During the fourth week, the puppies will be much more active; they’ll be standing on all four legs, running, walking, and even pouncing. Mama will be able to teach them to eliminate outside of their sleeping area. They’ll be playing more often with their littermates and learning the difference between biting hard and biting gently. The puppies will not be so dependent on Mama to help them during this week. This is when they are building their individual sense of independence, and maybe a little bit of personality too!

Week 5-6: Time to Get Involved

Now that week 5 has arrived, it’s time for puppy cuddles! This is the crucial week where the more a puppy socializes, the better it is for their well-being and the more likely they will learn to be more obedient. Walking the puppy, even if only around the house if they’re ready for outside, is highly encouraged! This is also the best time to house train them, being sure to encourage their good behaviour but not so much their bad behaviour. Be aware of household dangers while training the puppies however, such as chemicals and house plants to lessen their risk of being hurt or injured.

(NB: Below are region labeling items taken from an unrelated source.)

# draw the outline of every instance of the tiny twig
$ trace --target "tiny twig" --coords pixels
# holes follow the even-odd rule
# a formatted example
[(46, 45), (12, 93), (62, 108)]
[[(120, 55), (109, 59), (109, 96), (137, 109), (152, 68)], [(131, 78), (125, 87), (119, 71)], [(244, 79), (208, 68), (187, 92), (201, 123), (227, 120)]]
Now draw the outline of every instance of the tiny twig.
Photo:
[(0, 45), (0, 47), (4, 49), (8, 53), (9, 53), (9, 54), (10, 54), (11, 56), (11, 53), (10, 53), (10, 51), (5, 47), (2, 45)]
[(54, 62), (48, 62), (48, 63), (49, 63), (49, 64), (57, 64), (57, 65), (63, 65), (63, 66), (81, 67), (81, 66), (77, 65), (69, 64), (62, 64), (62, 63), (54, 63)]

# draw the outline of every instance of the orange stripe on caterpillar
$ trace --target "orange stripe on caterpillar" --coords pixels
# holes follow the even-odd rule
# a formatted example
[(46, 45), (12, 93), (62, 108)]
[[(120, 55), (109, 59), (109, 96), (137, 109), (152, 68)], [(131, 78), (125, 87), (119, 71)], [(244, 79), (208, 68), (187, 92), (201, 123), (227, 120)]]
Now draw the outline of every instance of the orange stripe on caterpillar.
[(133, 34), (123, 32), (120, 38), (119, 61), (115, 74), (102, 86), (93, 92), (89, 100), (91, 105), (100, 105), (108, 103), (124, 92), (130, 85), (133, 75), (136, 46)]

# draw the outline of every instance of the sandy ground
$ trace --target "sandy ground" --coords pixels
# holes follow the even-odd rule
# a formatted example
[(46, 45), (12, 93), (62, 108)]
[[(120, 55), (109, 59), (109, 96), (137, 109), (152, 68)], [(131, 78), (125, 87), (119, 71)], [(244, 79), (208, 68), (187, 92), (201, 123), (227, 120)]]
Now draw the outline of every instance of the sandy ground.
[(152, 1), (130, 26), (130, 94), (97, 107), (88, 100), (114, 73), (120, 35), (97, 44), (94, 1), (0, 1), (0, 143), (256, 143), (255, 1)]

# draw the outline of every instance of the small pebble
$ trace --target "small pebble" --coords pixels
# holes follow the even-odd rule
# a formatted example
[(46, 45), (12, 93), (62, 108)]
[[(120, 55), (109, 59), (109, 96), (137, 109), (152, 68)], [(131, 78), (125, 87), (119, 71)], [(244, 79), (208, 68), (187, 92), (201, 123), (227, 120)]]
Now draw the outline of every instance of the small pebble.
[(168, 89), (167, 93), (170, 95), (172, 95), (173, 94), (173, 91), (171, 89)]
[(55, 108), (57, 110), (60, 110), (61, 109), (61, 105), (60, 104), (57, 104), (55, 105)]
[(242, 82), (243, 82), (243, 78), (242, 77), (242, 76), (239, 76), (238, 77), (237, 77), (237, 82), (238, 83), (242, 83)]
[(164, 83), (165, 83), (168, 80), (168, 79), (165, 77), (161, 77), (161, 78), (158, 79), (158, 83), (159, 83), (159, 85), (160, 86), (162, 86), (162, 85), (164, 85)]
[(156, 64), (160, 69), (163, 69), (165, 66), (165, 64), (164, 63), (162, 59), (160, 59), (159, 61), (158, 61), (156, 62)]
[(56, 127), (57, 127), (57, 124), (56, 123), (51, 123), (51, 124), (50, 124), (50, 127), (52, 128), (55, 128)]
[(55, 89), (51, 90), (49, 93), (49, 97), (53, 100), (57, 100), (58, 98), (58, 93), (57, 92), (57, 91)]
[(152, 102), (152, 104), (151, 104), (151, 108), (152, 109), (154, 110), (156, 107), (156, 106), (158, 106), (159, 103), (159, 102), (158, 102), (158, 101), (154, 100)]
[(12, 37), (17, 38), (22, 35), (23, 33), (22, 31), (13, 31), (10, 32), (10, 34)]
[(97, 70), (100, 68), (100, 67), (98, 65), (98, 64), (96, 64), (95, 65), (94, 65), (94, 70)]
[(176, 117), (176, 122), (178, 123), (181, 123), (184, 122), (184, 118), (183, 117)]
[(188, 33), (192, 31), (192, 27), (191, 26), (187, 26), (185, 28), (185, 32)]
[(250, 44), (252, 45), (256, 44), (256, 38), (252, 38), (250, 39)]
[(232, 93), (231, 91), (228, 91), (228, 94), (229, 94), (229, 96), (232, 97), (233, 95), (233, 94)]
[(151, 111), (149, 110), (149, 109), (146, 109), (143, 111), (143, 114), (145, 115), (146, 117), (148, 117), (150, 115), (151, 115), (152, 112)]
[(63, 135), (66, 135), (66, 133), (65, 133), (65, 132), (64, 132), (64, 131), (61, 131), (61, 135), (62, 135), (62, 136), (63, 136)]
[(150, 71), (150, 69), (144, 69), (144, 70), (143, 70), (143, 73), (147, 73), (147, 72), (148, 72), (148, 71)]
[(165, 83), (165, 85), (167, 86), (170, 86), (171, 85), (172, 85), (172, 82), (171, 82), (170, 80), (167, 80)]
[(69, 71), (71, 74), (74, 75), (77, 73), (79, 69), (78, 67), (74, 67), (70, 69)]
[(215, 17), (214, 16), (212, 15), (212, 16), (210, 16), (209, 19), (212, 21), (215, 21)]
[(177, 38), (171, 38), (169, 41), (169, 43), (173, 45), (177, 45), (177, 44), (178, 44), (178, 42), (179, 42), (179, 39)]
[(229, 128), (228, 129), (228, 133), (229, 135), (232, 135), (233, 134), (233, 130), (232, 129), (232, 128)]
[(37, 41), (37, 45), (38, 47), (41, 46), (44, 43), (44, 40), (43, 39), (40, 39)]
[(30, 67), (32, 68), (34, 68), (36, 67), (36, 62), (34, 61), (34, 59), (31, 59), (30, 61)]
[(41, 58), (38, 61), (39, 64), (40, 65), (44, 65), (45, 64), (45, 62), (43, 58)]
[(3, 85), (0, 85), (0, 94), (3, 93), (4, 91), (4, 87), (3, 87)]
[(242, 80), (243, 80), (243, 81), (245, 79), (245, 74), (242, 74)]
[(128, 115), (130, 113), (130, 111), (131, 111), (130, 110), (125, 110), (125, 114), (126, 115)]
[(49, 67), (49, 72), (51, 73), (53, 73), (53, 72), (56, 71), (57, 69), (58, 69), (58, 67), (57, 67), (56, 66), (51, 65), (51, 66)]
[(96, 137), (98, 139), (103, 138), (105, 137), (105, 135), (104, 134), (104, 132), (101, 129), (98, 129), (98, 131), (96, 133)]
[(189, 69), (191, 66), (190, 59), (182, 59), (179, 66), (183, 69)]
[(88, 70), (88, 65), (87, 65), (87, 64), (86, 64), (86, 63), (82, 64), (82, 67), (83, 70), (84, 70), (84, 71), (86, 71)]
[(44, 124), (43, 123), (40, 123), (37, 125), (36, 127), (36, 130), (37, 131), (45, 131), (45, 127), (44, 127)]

During these two weeks, you can start providing the puppies with individual bowls of gruel and milk replacer (do NOT use regular cow’s milk as this can upset their digestive system!). Place these food bowls in a separate room so that the puppies grow to understand where they are and are not allowed to eat (it will also discourage them from begging for food they shouldn’t eat, i.e. your food).

While training your puppy, be sure that they are not constantly itching, grooming, rubbing, or chewing on their own skin, ears, and fur. This is not normal behaviour for puppies; these are signs of an underlying skin or ear problem that should be diagnosed and treated at once. Also, be aware that bathroom accidents in your home are bound to happen while house training them. If going outside is not an option for them, use newspapers and designate a corner of the room in your home for them where they can urinate or defecate and you can clean up afterwards easily.

Week 7-8: From Dog Baby to Toddler

It’s around this time frame where it is best to bring your puppies to your veterinarian for vaccinations and a precautionary worming treatment. You can also start grooming your puppies if they are long-hair breeds or require specific healthcare, such as skin treatments.

Regular check-ups on their ears, teeth, and nails are highly recommended, not only for the great social interaction but also because the earlier you start on the nail trimming and grooming, the easier it will be to groom them, brush their teeth, and provide medicine. It’s okay to ask for help from your family veterinarian if any of these tasks are proving difficult!

By week 8, a puppy should be fully weaned away from Mama, they can start eating regular puppy food (mostly solids), and if they need to be adopted they can be. Normally, a puppy should not be adopted unless it is over 8 weeks old; this is recommended so that they can develop properly and in a healthy way.

Whether you’re learning how to be a great new pet parent, or you just love puppies in general, we hope this article has proven to be of use to you. Above all else, enjoy your new little bundle of furry joy!